The term “myelodysplasia” comes from the Greek words: “myelo”, ie blood cells, and “dysplasia”, ie abnormal development or growth.
Myelodysplastic syndromes (MDS) are a heterogeneous group of blood pathologies where bone marrow cells can not become perfect and healthy cells but stop at an immature stage. The bone marrow therefore fails to produce enough red blood cells, white blood cells or healthy platelets.
These cells that remain at an immature stage are called “blasts”
The incidence of this disease in Europe is about 8 people per 100,000 inhabitants. It is a disease affecting mainly elderly people: over 70, people affected by MDS are about 35 people per 100,000 inhabitants.

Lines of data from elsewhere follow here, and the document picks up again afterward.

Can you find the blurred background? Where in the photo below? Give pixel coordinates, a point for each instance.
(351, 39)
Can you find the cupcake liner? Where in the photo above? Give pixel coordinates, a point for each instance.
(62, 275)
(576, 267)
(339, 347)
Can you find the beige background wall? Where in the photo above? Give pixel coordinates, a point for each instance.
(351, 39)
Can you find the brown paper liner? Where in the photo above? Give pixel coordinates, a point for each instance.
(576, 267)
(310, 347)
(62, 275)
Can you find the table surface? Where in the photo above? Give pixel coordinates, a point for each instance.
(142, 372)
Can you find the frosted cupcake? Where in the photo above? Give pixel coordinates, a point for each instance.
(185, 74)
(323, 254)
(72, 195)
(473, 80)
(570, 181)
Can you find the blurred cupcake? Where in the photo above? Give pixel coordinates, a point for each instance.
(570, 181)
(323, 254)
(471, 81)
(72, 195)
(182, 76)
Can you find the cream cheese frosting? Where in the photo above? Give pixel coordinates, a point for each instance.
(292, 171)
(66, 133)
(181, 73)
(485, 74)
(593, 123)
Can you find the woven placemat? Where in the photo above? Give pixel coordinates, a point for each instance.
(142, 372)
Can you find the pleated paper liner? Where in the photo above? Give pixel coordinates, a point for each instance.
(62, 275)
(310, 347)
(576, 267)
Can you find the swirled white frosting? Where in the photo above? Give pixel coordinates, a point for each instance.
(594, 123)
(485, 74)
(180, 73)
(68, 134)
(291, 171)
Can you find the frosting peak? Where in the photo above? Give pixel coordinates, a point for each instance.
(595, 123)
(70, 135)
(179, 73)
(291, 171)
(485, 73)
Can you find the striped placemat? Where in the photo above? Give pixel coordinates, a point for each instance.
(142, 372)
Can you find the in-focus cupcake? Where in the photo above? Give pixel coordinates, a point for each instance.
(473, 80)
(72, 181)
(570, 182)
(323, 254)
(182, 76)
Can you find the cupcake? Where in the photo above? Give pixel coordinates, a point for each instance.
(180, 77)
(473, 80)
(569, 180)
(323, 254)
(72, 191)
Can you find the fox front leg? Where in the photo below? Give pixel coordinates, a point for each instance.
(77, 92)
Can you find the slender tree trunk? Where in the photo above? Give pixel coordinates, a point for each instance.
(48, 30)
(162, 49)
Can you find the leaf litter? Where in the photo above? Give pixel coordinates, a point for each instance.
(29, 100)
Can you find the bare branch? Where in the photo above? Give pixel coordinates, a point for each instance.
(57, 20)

Most experts agree that myelodysplastic syndromes are a type of bone and bone marrow cancer that can occur in either chronic or aggressive form.
It is not a hereditary or contagious pathology.

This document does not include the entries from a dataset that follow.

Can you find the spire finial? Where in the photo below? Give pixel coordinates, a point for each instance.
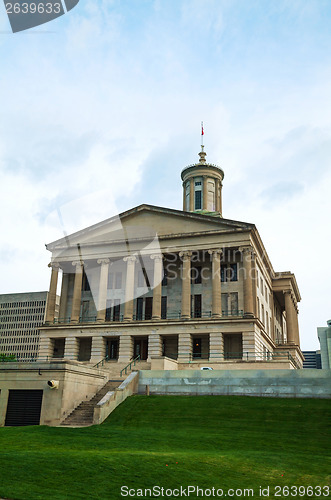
(202, 154)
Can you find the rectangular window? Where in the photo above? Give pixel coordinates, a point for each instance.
(165, 277)
(234, 303)
(110, 283)
(141, 280)
(139, 308)
(108, 310)
(85, 283)
(118, 280)
(196, 275)
(197, 306)
(164, 307)
(223, 273)
(148, 307)
(117, 308)
(233, 272)
(198, 200)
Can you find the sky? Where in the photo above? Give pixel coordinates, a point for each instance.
(100, 110)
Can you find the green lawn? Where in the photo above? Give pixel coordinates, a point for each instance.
(172, 441)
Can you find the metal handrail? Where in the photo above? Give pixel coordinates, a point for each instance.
(102, 362)
(175, 315)
(129, 365)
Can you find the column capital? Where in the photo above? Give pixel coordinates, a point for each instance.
(78, 263)
(246, 249)
(103, 261)
(54, 265)
(157, 257)
(215, 252)
(186, 254)
(130, 259)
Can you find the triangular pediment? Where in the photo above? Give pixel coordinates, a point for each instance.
(146, 222)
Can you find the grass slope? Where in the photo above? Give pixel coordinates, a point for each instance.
(221, 442)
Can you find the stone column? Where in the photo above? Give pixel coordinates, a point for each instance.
(216, 347)
(272, 307)
(296, 322)
(254, 280)
(216, 283)
(129, 287)
(290, 320)
(64, 298)
(126, 348)
(220, 197)
(217, 196)
(186, 284)
(103, 282)
(71, 348)
(98, 349)
(51, 299)
(184, 348)
(205, 193)
(192, 194)
(157, 286)
(46, 348)
(247, 278)
(154, 345)
(76, 300)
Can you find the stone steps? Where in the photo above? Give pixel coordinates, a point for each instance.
(82, 415)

Myelodysplastic syndromes are defined as “clonal” diseases because the development of the disease is due to a single cell that, escaping control mechanisms, multiplies which results in the production of altered cells in form and function that receive the “defect” from the cell progenitor.
The symptoms and the development change considerably from patient to patient, depending on the type of affected blood cell: there may be anemia (caused by red blood cell reduction), neutropenia (when neutrophils decrease) and / or thrombocytopenia (ie platelet reduction).
In the most serious cases MDS can evolve in acute myeloid leukemia.